You are right Steve. His Dr No shirts were even fuller, with the width at the torso being the same as the widht at the waist. Maybe it was done on purpose, allowing our secret agent to breathe more easily under Jamaica’s sun :)
Connery’s shirts, even with their darts, have a really full… full cut. And the back pleats, even if giving some ease to the back, only reinforce the fullness I guess. They look almost like T&A ‘s standard shirts to me. Funny thing : Craig’s shirt is the only one which really needs some ironing at the back… The costume designers didn’t forget these details at Moore’s or Connery’s period ! The Frank Foster shirt with a shirred back is also superb. It’s not as full as Grant’s shirt in North by Northwest, and that’s maybe even better. Do you think that (“business”) shirts with shirred back are available in ready-to-wear, Matt ?
I’m not aware of any shirred shirts ready to wear.
I thought Charles Tyrwhitt’s Black Label range shirts have darts (mine do anyways).
I meant shirring at the bottom yoke seam.
As a matter of interest is Frank Foster still around?
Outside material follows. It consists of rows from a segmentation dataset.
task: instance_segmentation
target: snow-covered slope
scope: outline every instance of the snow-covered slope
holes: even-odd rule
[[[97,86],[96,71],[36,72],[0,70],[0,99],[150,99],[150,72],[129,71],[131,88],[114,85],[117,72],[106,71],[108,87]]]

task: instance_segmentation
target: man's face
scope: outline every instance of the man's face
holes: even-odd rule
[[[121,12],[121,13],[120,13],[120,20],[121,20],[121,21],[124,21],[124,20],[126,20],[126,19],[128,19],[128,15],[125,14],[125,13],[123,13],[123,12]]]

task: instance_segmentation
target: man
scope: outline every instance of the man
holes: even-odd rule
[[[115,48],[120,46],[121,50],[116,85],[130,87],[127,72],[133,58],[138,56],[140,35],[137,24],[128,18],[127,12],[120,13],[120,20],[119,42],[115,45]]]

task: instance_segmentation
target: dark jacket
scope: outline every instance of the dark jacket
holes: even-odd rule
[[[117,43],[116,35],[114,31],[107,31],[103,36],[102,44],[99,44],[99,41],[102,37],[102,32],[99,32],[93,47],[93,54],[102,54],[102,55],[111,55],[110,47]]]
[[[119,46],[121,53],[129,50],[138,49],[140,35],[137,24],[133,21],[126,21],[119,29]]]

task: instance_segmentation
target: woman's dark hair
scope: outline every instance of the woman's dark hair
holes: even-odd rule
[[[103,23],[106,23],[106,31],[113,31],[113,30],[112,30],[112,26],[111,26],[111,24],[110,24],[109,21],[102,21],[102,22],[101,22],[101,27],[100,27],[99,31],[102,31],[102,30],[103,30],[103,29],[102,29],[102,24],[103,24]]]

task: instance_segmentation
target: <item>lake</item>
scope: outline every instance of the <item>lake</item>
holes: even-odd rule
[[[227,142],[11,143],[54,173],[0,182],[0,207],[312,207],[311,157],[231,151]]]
Website and number don’t appear to be working at all.
Yes, Frank Foster is still around. He works only afternoons, and I find that calling about 3-4 pm GMT is the best time to get through. They are often busy working or with clients so they aren’t able to pick up the phone. Keep trying every half hour and you’ll get through eventually. Answering the phone is the only thing they aren’t good at there.
What some of you are calling full cut shirts are born simply out of economics. Pillow cases can fit over a wider variety of body types. Just because men wore polyester suits in the seventies does not make it right. That was a sign of the technology and business models of the time. I’m 6’1 with a 10 inch shoulder to waist drop….”Full fitted”shirts make me look like I’m trying to grown into my big brothers clothes
Connery’s full-cut shirts were bespoke, not ready-to-wear, and have nothing to do with economics.
Matt, do you know if Brosnan’s T&A shirts had darts? I’m having a hard time determining this based on the movies, particularly as he spends most of his time with a jacket on. They are present in TWINE on the blue shirt when the stuntman makes the dive off the ledge to the submarine, although I’m not sure if that was just a modification specific for the stuntman’s shirt.
Can confirm – darts were only on the stuntman’s shirts, not Brosnan’s.
How interesting. I would expect it the other way around.
I dunno… maybe to prevent too much blousing, as the stuntman probably had a more athletic build than Brosnan? (similar to why Connery needed them)
Very possible! Not to dismiss Brosnan’s fitness level or anything, but you definitely need to have a lot of discipline and experience to do some of the things they do for several takes.